The U.S. Commodity Futures Trading Commission "must seriously consider setting strict position limits in the energy markets" to curb speculation, Chairman Gary Gensler said.

"This hearing is an opportunity to determine how speculative position limits could be used to address excessive speculation, not how we can eliminate speculation," Gensler said.

The commission plans to issue a report next month on the level of investment by index investors and swaps dealers that may bolster the case for expanding oversight into over-the-counter (OTC) markets, Commissioner Bart Chilton said.

Fluctuations in energy prices fed debate about whether speculators contribute to excess volatility. Crude oil futures in New York jumped 52% from Jan. 1, 2008, to July 11, 2008. They then plunged 77% in the next six months.

The commission on Sept. 11 issued a report finding that the level of investment by index investors was declining in the first half of 2008 as crude oil prices were increasing. Former CFTC Acting Chairman Walter Lukken told Congress at the time it "doesn't seem there's a correlation" between index investors and higher prices.

Gensler has said speculators did affect commodity prices last year. With his encouragement, the commission is weighing whether it should impose position limits on speculative trading in energy markets or other markets of "finite supply."

Limits on U.S. markets could benefit overseas exchanges and OTC markets that wouldn't be affected by the new rules, said Gregory Mocek, former director of enforcement for the commission.
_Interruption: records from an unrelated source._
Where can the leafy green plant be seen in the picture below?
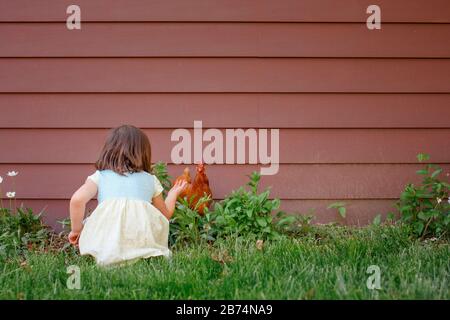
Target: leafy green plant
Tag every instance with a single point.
(340, 207)
(425, 207)
(160, 171)
(244, 213)
(21, 231)
(187, 226)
"Changing the regulatory playing field is like a referee changing the rules in the middle of the game," Mocek said today in an e-mail. "We can only hope that the U.S. Congress and the CFTC do not overplay their hands in their quest to find a scapegoat for the financial crisis."

Gensler said exchanges have the power to question the behavior of traders or ask market participants to reduce positions at any time.

"The majority of the time, however, the exchanges do not execute their authority to require participants to decrease or refrain from increasing the size of their positions," Gensler said.